My second idea would be to insert in bulk.

//---- SNIPPET FROM YOUR EXAMPLE
INSERT INTO Nodelist with (rowlock) (ParentNode, CommandID, PatternID)
VALUES(@ParentID , @CmdID , @PatID)

---//

Instead:

try inserting in the following manner.... Pseudo code below

create table nodelist (
NodeID int identity (1,1) not null
, ParentNodeID int null
, CommandID int not null
, PatternID int null
)

declare @i int
select @i = 1

while @i < (select max(patterngroupid) from pattern)
begin

insert into nodelist (parentnodeid, commandid, patternid)
select
null as parentnodeid
, patternpart as commandid
, null as patternid
from
pattern
where
patterngroupid = @i


select @i = @i + 1
end


I haven't worked out any of the CASE statements needed to generate parentnodeid and patternid, but I can help more if needed.


Sincerely,

jbkayne

BTW, I too work in Seattle. Let's grab a beer sometime after work!

Go to Top of Page

AndrewMurphy
Master Smack Fu Yak Hacker

2916 Posts

Posted - 2004-05-27 : 05:51:43
Skipping through the obvious requirement that going set-based should be far better than your cursor, one presumes that you have proper indices built on the relevent tables to support the joins/where conditions....what's the execution plan like on the CURSOR definition...can you post it?

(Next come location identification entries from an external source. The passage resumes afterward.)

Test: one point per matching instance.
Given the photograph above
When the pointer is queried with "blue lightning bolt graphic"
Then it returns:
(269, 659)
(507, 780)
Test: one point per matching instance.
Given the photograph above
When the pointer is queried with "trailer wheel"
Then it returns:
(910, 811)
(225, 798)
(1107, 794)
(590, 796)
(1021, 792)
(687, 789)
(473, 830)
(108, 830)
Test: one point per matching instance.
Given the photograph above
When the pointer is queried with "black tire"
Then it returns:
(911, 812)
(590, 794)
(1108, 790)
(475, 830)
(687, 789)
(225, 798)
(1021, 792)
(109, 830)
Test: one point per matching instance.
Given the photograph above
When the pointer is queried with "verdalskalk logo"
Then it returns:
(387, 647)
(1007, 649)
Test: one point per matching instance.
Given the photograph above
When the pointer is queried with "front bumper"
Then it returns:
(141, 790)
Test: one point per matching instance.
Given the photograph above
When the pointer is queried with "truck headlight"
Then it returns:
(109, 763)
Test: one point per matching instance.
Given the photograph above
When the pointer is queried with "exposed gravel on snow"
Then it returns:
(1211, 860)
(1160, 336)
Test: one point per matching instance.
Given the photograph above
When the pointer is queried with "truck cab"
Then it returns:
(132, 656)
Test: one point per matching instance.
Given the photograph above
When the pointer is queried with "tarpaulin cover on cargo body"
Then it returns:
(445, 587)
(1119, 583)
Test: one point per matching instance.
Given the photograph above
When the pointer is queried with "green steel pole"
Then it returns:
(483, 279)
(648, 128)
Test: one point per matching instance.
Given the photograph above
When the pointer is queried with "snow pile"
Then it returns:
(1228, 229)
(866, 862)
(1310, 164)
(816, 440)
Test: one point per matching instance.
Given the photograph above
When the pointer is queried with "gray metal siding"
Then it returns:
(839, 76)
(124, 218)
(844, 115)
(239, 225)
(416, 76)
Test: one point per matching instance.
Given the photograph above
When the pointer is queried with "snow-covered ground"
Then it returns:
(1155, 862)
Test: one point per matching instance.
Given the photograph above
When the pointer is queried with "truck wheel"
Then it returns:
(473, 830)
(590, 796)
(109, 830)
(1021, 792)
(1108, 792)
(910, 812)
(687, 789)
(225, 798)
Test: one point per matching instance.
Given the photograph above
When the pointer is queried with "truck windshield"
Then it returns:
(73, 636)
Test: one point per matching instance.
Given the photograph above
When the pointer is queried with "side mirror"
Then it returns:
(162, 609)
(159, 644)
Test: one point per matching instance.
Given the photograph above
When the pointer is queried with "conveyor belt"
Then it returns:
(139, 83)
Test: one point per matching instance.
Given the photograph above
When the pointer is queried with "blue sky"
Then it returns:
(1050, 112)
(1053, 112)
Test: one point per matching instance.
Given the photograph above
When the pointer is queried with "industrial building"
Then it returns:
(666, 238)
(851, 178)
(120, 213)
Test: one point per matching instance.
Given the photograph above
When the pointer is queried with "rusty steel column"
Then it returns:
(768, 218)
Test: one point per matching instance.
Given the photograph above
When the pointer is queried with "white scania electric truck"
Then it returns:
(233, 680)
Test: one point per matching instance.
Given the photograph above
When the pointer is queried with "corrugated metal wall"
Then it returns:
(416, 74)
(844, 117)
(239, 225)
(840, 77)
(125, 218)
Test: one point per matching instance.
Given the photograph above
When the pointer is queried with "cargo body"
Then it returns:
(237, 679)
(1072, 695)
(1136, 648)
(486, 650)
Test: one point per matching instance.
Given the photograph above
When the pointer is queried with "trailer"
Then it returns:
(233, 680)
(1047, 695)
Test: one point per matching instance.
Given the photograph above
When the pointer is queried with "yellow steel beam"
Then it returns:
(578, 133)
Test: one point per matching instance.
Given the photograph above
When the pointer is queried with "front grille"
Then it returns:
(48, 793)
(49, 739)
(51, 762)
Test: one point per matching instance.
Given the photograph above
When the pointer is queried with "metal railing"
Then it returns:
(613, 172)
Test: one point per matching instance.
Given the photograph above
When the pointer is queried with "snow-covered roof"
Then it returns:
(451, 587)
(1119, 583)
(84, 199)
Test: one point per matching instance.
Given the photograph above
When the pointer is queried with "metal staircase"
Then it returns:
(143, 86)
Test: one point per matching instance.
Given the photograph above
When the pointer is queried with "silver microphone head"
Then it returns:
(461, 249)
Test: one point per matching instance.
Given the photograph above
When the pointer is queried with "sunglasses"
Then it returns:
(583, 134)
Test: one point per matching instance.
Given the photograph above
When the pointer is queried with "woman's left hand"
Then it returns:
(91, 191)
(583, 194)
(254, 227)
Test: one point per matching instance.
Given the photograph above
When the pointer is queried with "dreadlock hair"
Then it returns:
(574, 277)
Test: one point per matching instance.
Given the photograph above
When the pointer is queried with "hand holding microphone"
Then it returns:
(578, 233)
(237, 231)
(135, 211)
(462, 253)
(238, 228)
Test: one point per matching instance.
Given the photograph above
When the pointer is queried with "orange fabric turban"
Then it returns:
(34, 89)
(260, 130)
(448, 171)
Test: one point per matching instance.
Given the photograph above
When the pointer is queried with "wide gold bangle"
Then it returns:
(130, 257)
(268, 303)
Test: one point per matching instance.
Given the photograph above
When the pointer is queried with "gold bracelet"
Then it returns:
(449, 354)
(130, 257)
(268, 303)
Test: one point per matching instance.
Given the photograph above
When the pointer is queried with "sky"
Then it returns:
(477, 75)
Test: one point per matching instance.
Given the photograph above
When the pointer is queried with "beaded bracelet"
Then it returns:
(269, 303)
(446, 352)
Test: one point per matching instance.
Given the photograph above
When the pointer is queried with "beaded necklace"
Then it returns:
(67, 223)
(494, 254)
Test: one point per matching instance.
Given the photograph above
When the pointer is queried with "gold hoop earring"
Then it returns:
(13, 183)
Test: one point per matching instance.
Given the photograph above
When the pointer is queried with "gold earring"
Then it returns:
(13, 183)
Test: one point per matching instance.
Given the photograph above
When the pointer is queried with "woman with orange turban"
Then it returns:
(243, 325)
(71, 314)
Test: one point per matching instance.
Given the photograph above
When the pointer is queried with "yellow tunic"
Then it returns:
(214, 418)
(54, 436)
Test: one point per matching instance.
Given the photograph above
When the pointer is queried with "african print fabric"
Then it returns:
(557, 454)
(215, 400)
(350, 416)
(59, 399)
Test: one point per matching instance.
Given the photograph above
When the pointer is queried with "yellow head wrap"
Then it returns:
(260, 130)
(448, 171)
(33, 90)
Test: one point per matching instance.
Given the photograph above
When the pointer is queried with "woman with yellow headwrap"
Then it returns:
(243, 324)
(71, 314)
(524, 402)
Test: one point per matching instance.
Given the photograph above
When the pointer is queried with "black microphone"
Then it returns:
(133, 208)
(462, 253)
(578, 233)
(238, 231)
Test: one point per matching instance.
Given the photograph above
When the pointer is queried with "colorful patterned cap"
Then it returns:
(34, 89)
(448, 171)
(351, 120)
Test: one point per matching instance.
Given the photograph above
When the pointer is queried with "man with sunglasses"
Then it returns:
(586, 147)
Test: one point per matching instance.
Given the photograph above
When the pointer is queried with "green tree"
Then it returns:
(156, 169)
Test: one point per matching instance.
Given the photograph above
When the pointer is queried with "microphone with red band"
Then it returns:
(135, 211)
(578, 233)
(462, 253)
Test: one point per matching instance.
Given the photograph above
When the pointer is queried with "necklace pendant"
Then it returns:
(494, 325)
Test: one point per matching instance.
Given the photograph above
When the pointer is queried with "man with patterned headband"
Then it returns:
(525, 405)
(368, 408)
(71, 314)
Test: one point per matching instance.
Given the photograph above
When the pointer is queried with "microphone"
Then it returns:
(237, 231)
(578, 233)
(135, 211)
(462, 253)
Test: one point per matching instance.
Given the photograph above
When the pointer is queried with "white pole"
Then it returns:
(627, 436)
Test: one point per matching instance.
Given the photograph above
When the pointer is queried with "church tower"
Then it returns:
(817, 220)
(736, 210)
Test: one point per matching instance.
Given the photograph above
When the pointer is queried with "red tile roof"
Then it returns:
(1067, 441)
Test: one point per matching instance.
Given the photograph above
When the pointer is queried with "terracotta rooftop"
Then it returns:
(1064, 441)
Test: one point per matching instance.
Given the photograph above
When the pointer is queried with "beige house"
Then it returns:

also note...that the (NOT) LIKE condition may be the true source of the problem in that (as far as I remember) won't support/use ANY index...and will be a real performance killer....

can you define the unwanted records any better (ie in a way that avoids the use of the LIKE statement and in particular the LIKE statement with a % in the 1st character of the comparison string)?



As an FYI....AjarnMark also lives/works in Seattle....I met up with him last year when I brought 2 soccer teams from Ireland to Seattle....slowly but surely the virtual community/world of SQLTeam.com is establishing physical links.
Go to Top of Page

SMerrill
Posting Yak Master

206 Posts

Posted - 2004-05-27 : 13:52:54
I am inspired enough to change course ... thanks!

This database is called a "Behavior Pattern Recognition System", and I am normalizing a multi-line record set, and recognizing patterns in the behavior.
It is up to me to recognize if a set of commands is a unique permutation of CommandIDs. If it is, I wish to create and assign a new PatternID. If it is not, I wish to look up the PatternID.
At any rate, thanks to your help, my new inspiration is to make it like your first idea up front.

I already thought of that shape, but it was downstream of the NodeList, and I created it by iterating backwards through the NodeList once it was complete. Perhaps I could re-work things and compute the BlockList before I compute the NodeList. (That will take several beers!)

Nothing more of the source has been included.